Talk about feelings. Mozart's great concert aria, Ch'io mi scordi di te? (You ask that I forget you?), K. 505, is a "declaration of love in music," according to Alfred Einstein. Resurrected from an earlier insertion into the opera Idomeneo, it was tailored for a star mezzo-soprano of the time, Nancy Storace, who was departing Vienna in 1787, and may have been carrying on a love affair with the composer.
The text is full of amorous frisson, with musical clues as supporting evidence. Two soloists, a coloratura mezzo-soprano and a vigorously interacting piano, carry on like shameless lovers in the presence of the soft-pillowed orchestra, with Mozart deploying two of his beloved clarinets in entwining phrases with the sultry bassoons. It was all gorgeously realized in the seamless velvet of Susan Graham's emotive coloratura, complemented by Zacharias's seductive, singing piano.
As if the climate was not warm enough, Zacharias concluded with a selection of eight of the eighteen purely orchestral numbers from Beethoven's second ballet, The Creatures of Prometheus, op. 43, composed in 1800-01. (You read correctly; the juvenile Ritterballett was the first, composed a decade earlier in Bonn.) Prometheus was, of course, the Greek titan who stole fire from Zeus and gave it to mortals, an irresistible subject for the titanic Beethoven, who was to shake his own musical heavens shortly thereafter.
One can hear the flickering flames depicted in the oft-performed and thoroughly charming overture, far and away the most developed movement in the score. But there are also other sections of interest. One of the adagios has the sole appearance in Beethoven's oeuvre of a harp, used quite idiomatically.

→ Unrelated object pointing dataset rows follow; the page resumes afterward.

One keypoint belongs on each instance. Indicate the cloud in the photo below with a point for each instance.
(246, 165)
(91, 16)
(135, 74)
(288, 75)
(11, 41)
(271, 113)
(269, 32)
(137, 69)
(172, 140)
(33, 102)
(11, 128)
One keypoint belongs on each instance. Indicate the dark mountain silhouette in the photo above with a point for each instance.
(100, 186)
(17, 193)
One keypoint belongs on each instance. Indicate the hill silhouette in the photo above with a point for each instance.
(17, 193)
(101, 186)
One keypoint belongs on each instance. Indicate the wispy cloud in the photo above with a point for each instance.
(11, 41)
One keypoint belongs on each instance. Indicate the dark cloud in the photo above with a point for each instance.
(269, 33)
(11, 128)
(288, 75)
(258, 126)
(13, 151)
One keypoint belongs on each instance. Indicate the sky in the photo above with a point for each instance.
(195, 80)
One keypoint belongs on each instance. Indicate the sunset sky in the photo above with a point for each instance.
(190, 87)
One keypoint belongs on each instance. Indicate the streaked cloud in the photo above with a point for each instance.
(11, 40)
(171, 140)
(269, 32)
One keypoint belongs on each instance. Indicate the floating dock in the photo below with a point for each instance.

The work's finale provides the second outing for a tune Beethoven was to employ four times, starting with an orchestra contredanse. Its peroration would come in its varied treatment for the Finale of the heaven shaking Eroica Symphony of 1803.
Additional colorations of trumpets, flutes, oboes and four timpani (added to those used in the earlier works), not to mention a lovely basset horn solo from Michele Zukovsky, helped sustain interest in the pleasant but repetitive score, designed as it was for the formal patterns of dance. The orchestra mustered a reasonably committed performance, an intonation problem here or there noted, as from the solo cello taking Casual Fridays too much to heart on this occasion.

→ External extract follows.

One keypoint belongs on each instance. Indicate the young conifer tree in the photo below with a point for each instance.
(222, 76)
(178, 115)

The earlier Upbeat Live lecture from pianist-conductor Lucinda Carver provided an informed and witty introduction to the program, with a number of interesting anecdotes. Here's one I particularly liked, from an unidentified source. It seems the towering technique and rigidity of Johann Sebastian Bach could have stifled the creativity of his children, many of whom were to become musicians. Of necessity, according to one wag, they "scattered like billiard balls escaping their triangular foundation."
That's how it looked Friday evening as the audience departed the triangular Disney Concert Hall, with the prospect of even more phantom flickers on Halloween Sunday.